The goal of the “Reading the First Books” project is to design and implement tools for the transcription of the Primeros Libros collection of books printed in New Spain in the sixteenth century. One of the first tasks we faced when we began this project was to ask historians: what kind of transcriptions would you like to see?
We offered two choices. The first, a diplomatic transcription, would be one that preserved all the orthographic oddities of the original documents: obsolete characters like the “long s” (ſ), inconsistent spelling, missing accents, historical shorthand, and typographical errors. The second, a normalized transcription, would be one that rewrote the original documents according to modern conventions by expanding shorthand, replacing obsolete characters with their modern equivalents, and standardizing spelling.
About half the scholars we spoke to wanted to see a diplomatic transcription: “because spelling variation can tell us things about the original compositer!”
The other half of our informal pool wanted to see a normalized transcription: “because searching, reading, and processing are easier when text is normalized.”
An informal twitter survey confirmed our results: 64% of respondents wanted both diplomatic and normalized transcriptions. But this was easier said than done. Optical Character Recognition (OCR), which we use to automatically transcribe historical printed documents, can only produce diplomatic transcriptions: it moves sequentially through a string of characters, seeking to match them to images in its database. Tools that have been designed to modernize transcribed text, on the other hand, depend on hand-crafted dictionaries that exist almost exclusively for historical English. No tool existed to easily modernize historical Spanish, never mind Nahuatl.
So we set out to address the problem ourselves by modifying Ocular, our favorite OCR tool, to automatically (and simultaneously) produce both diplomatic and modernized transcriptions. Our first attempt at this challenge, which will appear in the proceedings of NAACL2016, works by automatically discovering patterns of orthographic variation in a given text. First, we provide it with samples of modernized text, like documents from Project Gutenberg. Then it compares the usage of language in those documents with the characters that it sees on the page. When it finds inconsistencies, it recognizes them, spitting out the printed letters and their modern equivalent. [Read a technical description.][Download the software.]
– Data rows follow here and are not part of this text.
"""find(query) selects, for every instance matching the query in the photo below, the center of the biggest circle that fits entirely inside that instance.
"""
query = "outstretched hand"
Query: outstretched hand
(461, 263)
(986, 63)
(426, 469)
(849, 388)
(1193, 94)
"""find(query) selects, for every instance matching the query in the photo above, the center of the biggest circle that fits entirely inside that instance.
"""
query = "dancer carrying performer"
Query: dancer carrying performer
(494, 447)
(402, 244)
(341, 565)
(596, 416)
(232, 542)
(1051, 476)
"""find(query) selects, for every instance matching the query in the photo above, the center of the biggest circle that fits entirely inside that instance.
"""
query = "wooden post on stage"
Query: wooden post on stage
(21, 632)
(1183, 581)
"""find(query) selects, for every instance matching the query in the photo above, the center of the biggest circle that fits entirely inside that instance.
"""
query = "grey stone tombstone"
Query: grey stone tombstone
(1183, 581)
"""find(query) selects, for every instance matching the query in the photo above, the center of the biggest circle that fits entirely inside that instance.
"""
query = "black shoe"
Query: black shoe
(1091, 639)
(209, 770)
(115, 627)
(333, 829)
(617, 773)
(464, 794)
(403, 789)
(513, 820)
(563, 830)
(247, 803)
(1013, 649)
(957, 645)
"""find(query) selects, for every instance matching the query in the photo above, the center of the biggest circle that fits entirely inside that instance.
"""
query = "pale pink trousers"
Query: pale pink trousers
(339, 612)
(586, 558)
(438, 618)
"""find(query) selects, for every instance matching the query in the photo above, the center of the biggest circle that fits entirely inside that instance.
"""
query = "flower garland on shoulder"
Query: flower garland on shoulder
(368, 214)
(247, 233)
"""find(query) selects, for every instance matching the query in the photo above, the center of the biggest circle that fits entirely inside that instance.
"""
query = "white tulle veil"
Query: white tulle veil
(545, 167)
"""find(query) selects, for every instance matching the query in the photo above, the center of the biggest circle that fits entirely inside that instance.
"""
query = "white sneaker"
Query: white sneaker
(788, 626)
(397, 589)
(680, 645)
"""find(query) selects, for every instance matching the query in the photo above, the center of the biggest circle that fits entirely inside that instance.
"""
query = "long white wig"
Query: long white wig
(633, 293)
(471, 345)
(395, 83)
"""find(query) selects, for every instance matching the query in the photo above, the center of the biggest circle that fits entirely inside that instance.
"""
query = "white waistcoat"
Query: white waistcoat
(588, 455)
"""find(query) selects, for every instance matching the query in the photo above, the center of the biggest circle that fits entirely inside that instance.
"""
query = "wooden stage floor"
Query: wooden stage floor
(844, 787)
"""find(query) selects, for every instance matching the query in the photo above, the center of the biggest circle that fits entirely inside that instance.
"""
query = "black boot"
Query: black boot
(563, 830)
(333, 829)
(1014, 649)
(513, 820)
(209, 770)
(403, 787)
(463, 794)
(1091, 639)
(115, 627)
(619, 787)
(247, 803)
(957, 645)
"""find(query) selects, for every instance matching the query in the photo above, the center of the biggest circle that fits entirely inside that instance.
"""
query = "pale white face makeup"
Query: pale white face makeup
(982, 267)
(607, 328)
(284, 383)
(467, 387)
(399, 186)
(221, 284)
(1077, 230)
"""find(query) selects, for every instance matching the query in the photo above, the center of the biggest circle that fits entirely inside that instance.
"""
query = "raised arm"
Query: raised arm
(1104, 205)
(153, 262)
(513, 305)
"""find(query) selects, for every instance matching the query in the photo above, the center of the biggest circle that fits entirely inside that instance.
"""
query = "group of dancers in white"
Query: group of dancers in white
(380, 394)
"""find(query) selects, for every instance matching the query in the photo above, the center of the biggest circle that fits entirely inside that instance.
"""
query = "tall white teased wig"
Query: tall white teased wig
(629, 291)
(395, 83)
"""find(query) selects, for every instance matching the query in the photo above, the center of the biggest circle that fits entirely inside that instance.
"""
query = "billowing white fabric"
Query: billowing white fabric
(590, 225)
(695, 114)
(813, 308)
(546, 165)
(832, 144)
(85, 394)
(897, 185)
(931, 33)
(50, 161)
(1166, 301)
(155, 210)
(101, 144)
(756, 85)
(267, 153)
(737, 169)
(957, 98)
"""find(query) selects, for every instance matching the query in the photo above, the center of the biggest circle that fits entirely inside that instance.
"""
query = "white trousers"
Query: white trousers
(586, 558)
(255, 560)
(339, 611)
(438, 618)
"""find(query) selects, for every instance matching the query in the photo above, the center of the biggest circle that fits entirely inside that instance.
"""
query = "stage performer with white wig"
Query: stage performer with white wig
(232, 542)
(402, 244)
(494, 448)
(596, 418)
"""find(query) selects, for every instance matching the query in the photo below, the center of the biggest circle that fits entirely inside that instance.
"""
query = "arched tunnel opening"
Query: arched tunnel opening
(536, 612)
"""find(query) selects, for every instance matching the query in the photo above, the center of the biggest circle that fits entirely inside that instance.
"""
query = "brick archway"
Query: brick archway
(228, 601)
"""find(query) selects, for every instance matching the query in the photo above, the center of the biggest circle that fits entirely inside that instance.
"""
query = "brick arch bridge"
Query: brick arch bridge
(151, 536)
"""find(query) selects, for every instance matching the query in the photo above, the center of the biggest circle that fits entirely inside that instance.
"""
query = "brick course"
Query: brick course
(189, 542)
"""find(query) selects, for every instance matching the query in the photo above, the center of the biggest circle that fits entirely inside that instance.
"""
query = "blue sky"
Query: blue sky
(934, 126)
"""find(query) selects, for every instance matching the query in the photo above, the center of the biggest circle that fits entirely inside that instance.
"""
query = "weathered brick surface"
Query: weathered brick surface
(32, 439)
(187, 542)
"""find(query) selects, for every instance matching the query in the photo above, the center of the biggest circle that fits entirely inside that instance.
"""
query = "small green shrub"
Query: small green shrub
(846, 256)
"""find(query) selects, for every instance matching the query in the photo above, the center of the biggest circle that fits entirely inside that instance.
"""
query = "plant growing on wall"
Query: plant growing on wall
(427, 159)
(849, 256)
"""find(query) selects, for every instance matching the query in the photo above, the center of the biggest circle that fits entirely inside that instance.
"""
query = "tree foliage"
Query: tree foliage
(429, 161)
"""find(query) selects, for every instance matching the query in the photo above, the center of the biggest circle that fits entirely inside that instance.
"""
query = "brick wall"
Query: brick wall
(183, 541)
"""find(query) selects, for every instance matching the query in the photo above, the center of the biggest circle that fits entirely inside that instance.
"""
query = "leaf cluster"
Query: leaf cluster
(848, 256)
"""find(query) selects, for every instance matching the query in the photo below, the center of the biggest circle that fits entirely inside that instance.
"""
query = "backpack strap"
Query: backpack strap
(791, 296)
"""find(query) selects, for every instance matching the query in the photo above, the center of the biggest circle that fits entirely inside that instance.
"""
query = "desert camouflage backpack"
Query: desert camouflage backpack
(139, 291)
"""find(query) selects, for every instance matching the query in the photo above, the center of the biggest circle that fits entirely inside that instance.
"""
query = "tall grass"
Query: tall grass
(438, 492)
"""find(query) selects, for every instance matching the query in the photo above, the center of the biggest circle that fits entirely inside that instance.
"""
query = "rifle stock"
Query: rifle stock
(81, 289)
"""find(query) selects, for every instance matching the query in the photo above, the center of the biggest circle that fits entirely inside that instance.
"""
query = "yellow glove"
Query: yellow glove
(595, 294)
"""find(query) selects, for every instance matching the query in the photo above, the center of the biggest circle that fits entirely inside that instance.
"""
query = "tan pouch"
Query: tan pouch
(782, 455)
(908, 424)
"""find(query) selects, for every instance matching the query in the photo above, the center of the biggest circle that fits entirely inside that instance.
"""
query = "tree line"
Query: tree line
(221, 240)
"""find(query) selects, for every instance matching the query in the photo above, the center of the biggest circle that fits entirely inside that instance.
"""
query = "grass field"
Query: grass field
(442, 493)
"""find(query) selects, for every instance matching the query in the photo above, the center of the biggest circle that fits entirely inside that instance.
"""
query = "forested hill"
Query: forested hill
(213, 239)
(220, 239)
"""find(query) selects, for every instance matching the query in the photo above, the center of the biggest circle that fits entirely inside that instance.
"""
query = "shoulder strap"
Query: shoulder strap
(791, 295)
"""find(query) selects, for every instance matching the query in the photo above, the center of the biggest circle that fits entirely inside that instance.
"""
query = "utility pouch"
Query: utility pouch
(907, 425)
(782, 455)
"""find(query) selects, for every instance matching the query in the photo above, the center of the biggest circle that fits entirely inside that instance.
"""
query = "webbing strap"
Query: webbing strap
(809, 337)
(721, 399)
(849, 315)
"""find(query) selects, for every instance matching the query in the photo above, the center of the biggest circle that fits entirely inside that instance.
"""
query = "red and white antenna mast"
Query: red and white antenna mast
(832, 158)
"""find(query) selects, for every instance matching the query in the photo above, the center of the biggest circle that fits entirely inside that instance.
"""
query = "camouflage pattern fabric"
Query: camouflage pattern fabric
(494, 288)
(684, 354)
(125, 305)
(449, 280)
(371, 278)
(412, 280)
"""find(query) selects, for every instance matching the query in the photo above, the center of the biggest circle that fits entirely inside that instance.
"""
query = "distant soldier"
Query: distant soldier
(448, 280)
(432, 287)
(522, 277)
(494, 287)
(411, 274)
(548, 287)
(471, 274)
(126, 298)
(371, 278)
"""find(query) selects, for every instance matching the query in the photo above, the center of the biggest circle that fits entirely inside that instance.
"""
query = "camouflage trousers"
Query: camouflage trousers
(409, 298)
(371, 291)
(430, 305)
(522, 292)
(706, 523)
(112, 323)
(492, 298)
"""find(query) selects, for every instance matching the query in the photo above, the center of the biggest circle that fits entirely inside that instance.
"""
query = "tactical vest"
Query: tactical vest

As the image to the left shows, the result is a tool that automatically transcribes historical documents, preserving historical variation while simultaneously producing a modernized text. In the example shown here, the system has learned that a tilde over a vowel signifies an elided m or n; that a q may be used in place of a c or a u in place of a v; and that the words apro and uecha are two parts of a whole (despite the missing hyphen). We can also see where the tool has made mistakes: misreading a u as a p, for example, in the diplomatic version.
Despite these errors, we see a lot of potential for this tool. The simultaneous production of both kinds of transcription actually improves the accuracy of both versions: the diplomatic version benefits from our knowledge of modern language, while the normalized version is no longer tied to the accuracy of a previously produced diplomatic variation. The simultaneous production of these two kinds of transcriptions, furthermore, means that without significantly increasing our use of resources we can better meet the needs of our users: documents can be searched, parsed, tagged, or analyzed for historical orthography.
As it analyzes documents to produce transcriptions, our modified OCR tool learns patterns of orthographic variation. If we preserve this information, we can acquire new knowledge about our corpus. OCR is often thought of as a necessary bottleneck on the way to corpus analytics. But with tools like this, transcription can be simultaneously an act of analysis, and a stage in the production of more accessible, discoverable resources.